The contracyclical relationship and the power of the building cumulative magnitude of the gains in the asset in its up cycle versus the asset in the down cycle are then quite clearly demonstrated again in 2012 to 2019 cycle, with stocks powerfully outperforming gold by a 2.5 to 1 ratio.
A Potential Change In The Cycles
As shown above and as explored in a previous analysis (link here), the relationship between stocks, gold and recessions has reached a place in 2020 that has only been seen twice before over the last fifty years. After a long green cycle favoring stocks over gold, the two year rolling advantages have flipped over to gold over stocks, and a golden spike is moving upwards in the midst of the red of a severe recession. Each of the previous times that has happened – there has been a change in the secular cycles.
If that is indeed happening again, then the potential magnitude of the implications for investors needs to be understood, and that was the subject of this analysis. Hopefully it has been helpful for you in that regard.
However, keep in mind that the magnitude of the swings in the contracyclical relationship does much more than just reward correct market calls. It is the swings in the magnitude that produce the risk reduced combined strategies, including the rebalancing strategies, the ratio strategies and the ratio rebalancing strategies. Using these strategies that are specifically designed for contracyclical assets in secular cycles, there is the ability to at least partially participate in the upside for each cycle, while taking much less risk on a portfolio basis than would be the case with pure stock or pure gold strategies.

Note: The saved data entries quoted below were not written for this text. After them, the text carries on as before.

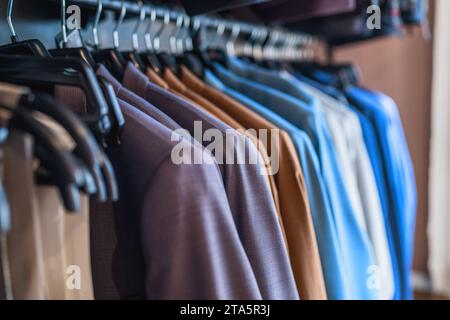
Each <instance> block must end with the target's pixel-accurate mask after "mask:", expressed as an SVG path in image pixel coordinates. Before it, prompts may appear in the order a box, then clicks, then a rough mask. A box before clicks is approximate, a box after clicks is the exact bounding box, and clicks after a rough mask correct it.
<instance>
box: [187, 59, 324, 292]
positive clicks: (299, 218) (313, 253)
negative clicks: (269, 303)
mask: <svg viewBox="0 0 450 320" xmlns="http://www.w3.org/2000/svg"><path fill="white" fill-rule="evenodd" d="M181 71H182V73H181V79H182V80H183V82H184V83H185V84H186V85H187V86H188V87H190V88H191V89H192V90H194V91H196V92H197V93H198V94H200V95H201V96H203V97H205V98H207V99H208V100H209V101H211V102H212V103H214V104H215V105H217V106H219V107H220V109H221V110H223V111H225V112H227V114H228V115H230V116H231V117H233V118H234V119H235V120H237V121H238V122H239V123H241V124H242V125H243V126H245V128H244V129H256V130H266V131H267V133H268V135H269V137H268V138H267V141H268V142H269V145H268V149H269V150H270V153H271V154H272V155H273V154H274V152H277V153H278V154H279V158H280V159H279V162H280V169H279V171H278V172H277V173H276V175H275V179H276V185H277V188H278V190H279V194H280V202H281V214H282V220H283V224H284V225H285V226H286V227H285V228H286V233H287V238H288V240H287V241H288V247H289V253H290V257H291V265H292V268H293V270H294V275H295V278H296V282H297V288H298V290H299V294H300V297H301V298H302V299H306V300H322V299H326V298H327V297H326V291H325V283H324V280H323V272H322V266H321V262H320V256H319V250H318V247H317V240H316V234H315V231H314V226H313V223H312V218H311V213H310V208H309V202H308V196H307V191H306V184H305V179H304V176H303V172H302V169H301V167H300V163H299V161H298V157H297V154H296V151H295V147H294V145H293V143H292V140H291V138H290V137H289V135H288V134H287V133H286V132H284V131H281V130H280V129H279V128H277V127H275V126H274V125H273V124H272V123H270V122H268V121H267V120H265V119H264V118H262V117H261V116H259V115H258V114H257V113H255V112H253V111H251V110H250V109H248V108H246V107H245V106H244V105H242V104H240V103H239V102H237V101H236V100H234V99H232V98H230V97H229V96H227V95H226V94H225V93H223V92H221V91H219V90H216V89H215V88H213V87H210V86H209V85H207V84H206V83H204V82H202V81H201V80H200V79H198V78H196V77H195V76H194V75H193V74H192V73H191V72H190V71H189V70H187V69H186V67H184V66H181ZM216 116H217V117H220V115H216ZM271 133H273V134H275V133H276V134H279V140H280V141H279V146H276V144H275V143H274V144H272V143H270V142H271V141H273V139H272V137H271Z"/></svg>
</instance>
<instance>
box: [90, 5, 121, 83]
mask: <svg viewBox="0 0 450 320" xmlns="http://www.w3.org/2000/svg"><path fill="white" fill-rule="evenodd" d="M126 11H127V8H126V6H125V2H124V0H122V5H121V10H120V14H119V18H118V20H117V23H116V26H115V27H114V31H113V41H114V46H113V48H111V49H101V50H98V51H94V52H93V57H94V60H95V62H97V63H101V64H104V65H105V66H106V67H107V68H108V70H109V71H110V72H111V73H112V74H113V75H114V77H116V79H118V80H122V78H123V75H124V73H125V66H126V63H127V61H126V60H125V58H124V56H123V55H122V53H121V52H120V51H119V27H120V25H121V24H122V21H123V19H124V17H125V14H126Z"/></svg>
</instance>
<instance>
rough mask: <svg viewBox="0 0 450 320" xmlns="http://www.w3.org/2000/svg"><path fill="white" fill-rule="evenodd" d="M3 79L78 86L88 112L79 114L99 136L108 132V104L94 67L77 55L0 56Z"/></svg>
mask: <svg viewBox="0 0 450 320" xmlns="http://www.w3.org/2000/svg"><path fill="white" fill-rule="evenodd" d="M0 79H3V80H5V81H7V82H12V83H18V84H25V85H29V84H36V85H51V86H54V85H65V86H74V87H79V88H81V89H82V90H83V92H84V93H85V95H86V99H87V108H88V112H87V113H83V114H80V115H79V116H80V117H81V119H83V121H84V122H85V123H87V124H88V126H89V127H90V128H91V130H93V131H94V133H95V134H96V135H97V136H98V137H104V136H106V135H107V134H108V132H109V130H110V128H111V123H110V120H109V117H108V111H109V110H108V105H107V103H106V100H105V97H104V96H103V93H102V91H101V88H100V86H99V83H98V81H97V78H96V75H95V73H94V71H93V70H92V68H90V66H89V65H88V64H87V63H85V62H84V61H82V60H80V59H77V58H41V57H19V56H7V55H0Z"/></svg>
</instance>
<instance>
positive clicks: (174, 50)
mask: <svg viewBox="0 0 450 320" xmlns="http://www.w3.org/2000/svg"><path fill="white" fill-rule="evenodd" d="M183 24H184V17H183V15H182V14H179V15H177V20H176V22H175V31H174V32H172V35H171V36H170V37H169V46H170V53H174V54H177V53H178V47H177V43H178V35H179V33H180V30H181V27H182V26H183Z"/></svg>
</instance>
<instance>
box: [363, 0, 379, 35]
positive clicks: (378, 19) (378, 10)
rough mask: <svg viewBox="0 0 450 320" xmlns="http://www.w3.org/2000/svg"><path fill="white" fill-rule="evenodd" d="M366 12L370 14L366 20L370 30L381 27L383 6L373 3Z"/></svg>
mask: <svg viewBox="0 0 450 320" xmlns="http://www.w3.org/2000/svg"><path fill="white" fill-rule="evenodd" d="M366 14H367V15H368V17H367V20H366V27H367V29H369V30H380V29H381V8H380V6H378V5H375V4H374V5H371V6H368V7H367V10H366Z"/></svg>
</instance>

This analysis contains the ideas and opinions of the author. It is a conceptual and educational exploration of financial and general economic principles. As with any financial discussion of the future, there cannot be any absolute certainty. While the sources of information and the calculations are believed to be accurate, this is not guaranteed to be true. This educational overview is not intended to be used for trading purposes, those making investment decisions should do their own research and come to their own independent conclusions. This analysis does not constitute specific investment, legal, tax or any other form of professional advice. If specific advice is needed, it should be sought from an appropriate professional. Any liability, responsibility or warranty for the results of the application of the information contained in the analysis, either directly or indirectly, are expressly disclaimed by the author.